Appalachia ist eine Region im Appalachen-Gebirge, die von Pennsylvania bis hinunter nach Alabama reicht.
Gekennzeichnet ist dieses Gebiet, in dem ungefähr 23 Millionen Menschen leben, durch zum Teil bittere Armut und unvorstellbar rückständige Lebensverhältnisse.
Die Appalachen waren bis in die 1960er Jahre das Zentrum des Kohlebergbaus in den USA - die Umweltschäden und die sozialen Realitäten, die die hemmungslose Ausbeutung von Mensch und Natur in dieser Region hinterlassen hat, sind immer noch nicht überwunden.
Obwohl seit den 1930er Jahren mehrere Hilfsprogramme der Regierung wenigstens die Bildungseinrichtungen, die Infrastruktur und das Strom- und Wassernetz auf einen einigermaßen passablen Stand gebracht haben, findet man im Kernland von Appalachia - Kentucky, Virginia, Pennsylvania - immer noch Gegenden, in denen es mehr Analphabeten gibt als in einem durchschnittlichen dritte Welt Land, in dem die Menschen in Baracken hausen und eine einfache Grippe mangels medizinischer Versorgung zur lebensbedrohlichen Gefahr wird.
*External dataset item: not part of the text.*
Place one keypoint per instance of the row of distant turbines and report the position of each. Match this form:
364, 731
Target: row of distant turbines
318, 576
Nun ist das nicht so, dass man diese Menschen von Seiten der Regierung "vergessen" hätte. Dieses Bergvölkchen, das sogar eigene Dialekte spricht, seine eigene Musik hat und bei dem irgendwie jeder mit jedem verwandt ist, will zum großen Teil gar nicht so leben, wie wir das für ein erste Welt Land im 21. Jahrhundert für selbstverständlich halten.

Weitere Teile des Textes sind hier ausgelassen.